No service tax can be levied on food served as take away or parcels
The Hon’ble Madras High Court (“HC”) in Anjappar Chettinad A/C Restaurants v. Joint Commissioner [W.P. Nos. 13469 of 2020, 28789 & 28095 of 2019 and 1748 & 5935 of 2021 decided on May 20, 2021] held that provision of food and drink to be taken-away in parcels by restaurant tantamount to the sale of food and drink and thus, shall not attract service tax under the Finance Act.
The Anjappar Chettinad (“the Petitioner”) run Air-Conditioned restaurants under the name and style of Anjappar Chettinad, Thalapakkatti Hotels, RSM Foods and Prasanam Foods, the latter two being franchisees of Sangeetha restaurant, respectively. The Petitioner holds service tax registration for providing restaurant services, outdoor catering services and mandap keeping services. Audit was undertaken in all the cases and the Department concluded that service tax had not been discharged in relation to ‘take away/parcel services’ for various periods upto June, 2017 when Goods Services Tax (“GST”) came into force.
Whether there is a liability to pay service tax under the Finance Act, 1994 (“Finance Act”), on food that is ‘taken away’ or collected from restaurants or eateries, in parcels.
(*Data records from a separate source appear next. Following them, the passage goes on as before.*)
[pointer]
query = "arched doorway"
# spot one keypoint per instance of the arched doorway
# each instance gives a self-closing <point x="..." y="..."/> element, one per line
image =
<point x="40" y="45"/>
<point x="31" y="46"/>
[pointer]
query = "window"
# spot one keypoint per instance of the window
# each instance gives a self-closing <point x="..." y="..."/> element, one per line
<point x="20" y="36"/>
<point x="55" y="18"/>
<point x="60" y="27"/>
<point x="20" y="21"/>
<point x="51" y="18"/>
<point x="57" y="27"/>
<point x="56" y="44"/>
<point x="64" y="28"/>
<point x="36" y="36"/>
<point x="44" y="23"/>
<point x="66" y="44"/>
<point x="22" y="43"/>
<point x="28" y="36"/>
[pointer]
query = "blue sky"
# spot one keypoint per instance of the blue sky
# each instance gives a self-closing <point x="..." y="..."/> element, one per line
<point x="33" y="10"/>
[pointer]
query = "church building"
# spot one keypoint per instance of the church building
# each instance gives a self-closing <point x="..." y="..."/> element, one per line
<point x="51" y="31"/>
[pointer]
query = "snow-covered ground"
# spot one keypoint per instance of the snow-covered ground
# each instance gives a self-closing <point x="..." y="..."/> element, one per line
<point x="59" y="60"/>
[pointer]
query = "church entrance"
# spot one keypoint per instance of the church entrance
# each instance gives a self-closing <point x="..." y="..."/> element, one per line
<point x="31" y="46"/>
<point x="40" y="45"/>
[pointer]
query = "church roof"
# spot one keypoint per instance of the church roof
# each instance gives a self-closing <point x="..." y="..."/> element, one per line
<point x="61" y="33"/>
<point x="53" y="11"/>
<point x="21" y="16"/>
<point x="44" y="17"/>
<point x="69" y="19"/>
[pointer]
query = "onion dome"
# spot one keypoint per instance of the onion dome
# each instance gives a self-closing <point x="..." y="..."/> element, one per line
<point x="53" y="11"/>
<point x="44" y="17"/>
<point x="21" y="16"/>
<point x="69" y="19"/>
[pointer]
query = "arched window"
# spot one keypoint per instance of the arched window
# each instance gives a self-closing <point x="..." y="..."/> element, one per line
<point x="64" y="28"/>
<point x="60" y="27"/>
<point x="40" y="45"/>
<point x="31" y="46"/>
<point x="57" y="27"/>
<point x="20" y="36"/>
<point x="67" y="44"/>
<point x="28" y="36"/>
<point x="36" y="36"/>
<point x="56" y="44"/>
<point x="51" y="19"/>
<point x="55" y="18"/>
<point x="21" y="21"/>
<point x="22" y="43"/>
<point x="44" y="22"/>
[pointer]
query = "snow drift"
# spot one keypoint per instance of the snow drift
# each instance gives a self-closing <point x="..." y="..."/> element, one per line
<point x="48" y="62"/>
The Hon’ble Madras HC in W.P. Nos. 13469 of 2020, 28789 & 28095 of 2019 and 1748 & 5935 of 2021 decided on May 20, 2021, held as under:
- Observed that, levy of tax on service was governed by Finance Act and the legislative competence to levy a tax on service involved in the sale of food and drink is no longer res integra as held by the Hon’ble Supreme Court in the case of Federation of Hotel and Restaurant Associations of India v. Union of India [2018 (359) ELT 97 (SC)].
- Relied on Section 66E of the Finance Act, Circular 173/8/2013– Service Tax dated October 7, 2013 and Circular No. 334/3/2011- TRU dated February 28, 2011 to state that not all services rendered by restaurants in the sale of food and drink are taxable and it is only certain specified situations that attract tax. The sale of food and drink simplicitor, services of selection and purchase of ingredients, preparation of ingredients for cooking and the actual preparation of the food and drink would not attract the levy of service tax. Only those services commencing from the point where the food and drinks are collected for service at the table till the raising of the bill, are covered. This would encompass a gamut of services including for seating, décor, music and dance, both live and otherwise, the service of Maitre D’or, hostesses, liveried waiters and the use of fine crockery and cutlery, among others.
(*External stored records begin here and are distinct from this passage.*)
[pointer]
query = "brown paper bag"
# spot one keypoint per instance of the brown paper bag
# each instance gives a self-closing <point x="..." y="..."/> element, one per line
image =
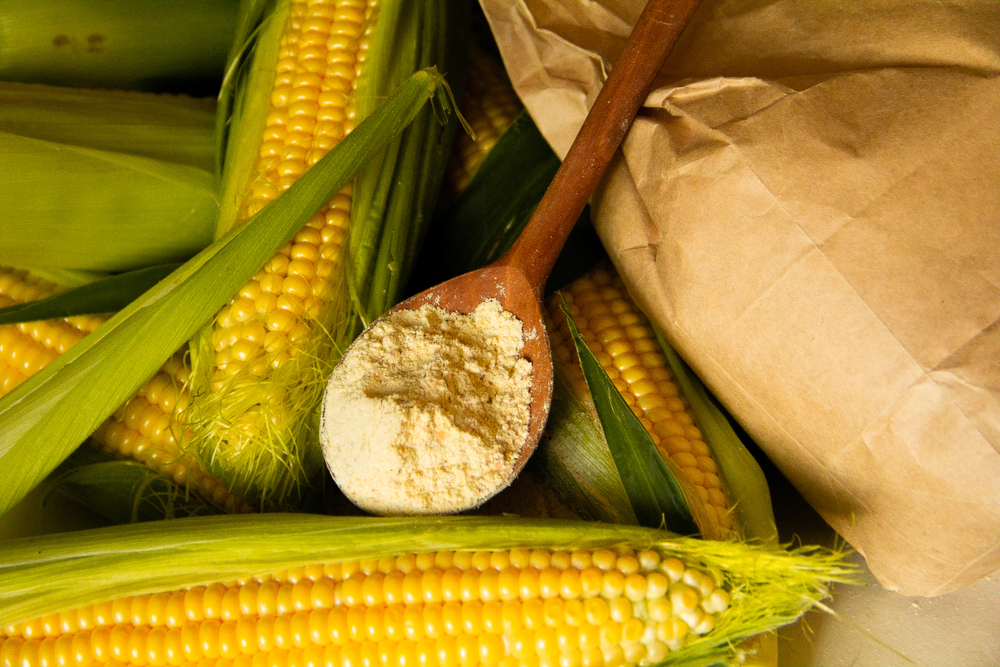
<point x="809" y="207"/>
- Noted that, in the case of take-away or food parcels, the aforesaid attributes are conspicuous by their absence.
- Further noted that, orders are received either over telephone, by e-mail, online booking or through a food delivery service such as Swiggy or Zomato. Once processed and readied for delivery, the parcels are brought to a separate counter and are picked up either by the customer or a delivery service. More often than not, the take-away counters are positioned away from the main dining area that may or may not be air-conditioned.
- Thus, held that provision of food and drink to be taken-away in parcels by restaurants tantamount to the sale of food and drink and does not attract service tax under the Finance Act.
Section 66E(i) of the Finance Act
“66E. Declared services
The following shall constitute declared services, namely-
(i) Service portion in an activity wherein goods, being food or any other article of human consumption or any drink (whether or not intoxicating) is supplied in any manner as a part of the activity.”